Source of Earliest Record
Shennong Bencao Jing
Part Used & Method for Pharmaceutical Preparations
The roots are dug in spring or autumn, dried in the sun and cut into short pieces. The raw root can be used, or it can be baked with wine or vinegar.
Properties & Taste
Bitter, pungent and slightly cold
Pericardium, liver, gall bladder and triple jiao
1. To release the exterior and clear heat; 2. To pacify the liver so as to relieve stagnation; 3. To elevate yang-qi
Indications & Combinations
1. Fever due to invasion by exogenous pathogenic factors. Bupleurum root (Chaihu) is used with Licorice root (Gancao).
2. Alternating chills and fever in lesser yang-syndrome. Bupleurum root (Chaihu) is used with Scutellaria root (Huangqin).
3. Qi stagnation in the liver manifested as distension and pain in the chest and costal regions and irregular menstruation. Bupleurum root (Chaihu) is used with Cyperus tuber (Xiangfu), Bitter orange (Zhiqiao) and Green tangerine peel (Qingpi) in the formula Chaihu Sugan San.
4. Qi stagnation of the liver and deficient blood. Bupleurum root (Chaihu) is used with Chinese angelica root (Danggui) and White peony root (Baishao) in the formula Xiaoyao San.
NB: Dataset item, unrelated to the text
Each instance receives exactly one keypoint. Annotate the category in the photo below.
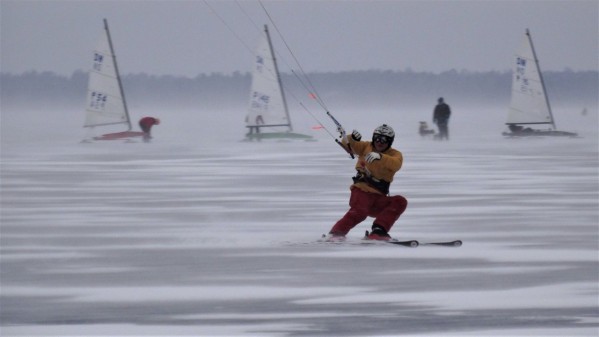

5. Sinking of qi in the spleen and stomach manifested as chronic diarrhea, prolapse of rectum, gastroptosis and uterine prolapse. Bupleurum root (Chaihu) is used with Ginseng (Renshen), Scutellaria root (Huangqin) and White atractylodes (Baizhu) in the formula Buzhong Yiqi Tang.
Cautions & Contraindications
This herb is contraindicated during syndromes due to hyperactivity of liver yang or deficiency of yin.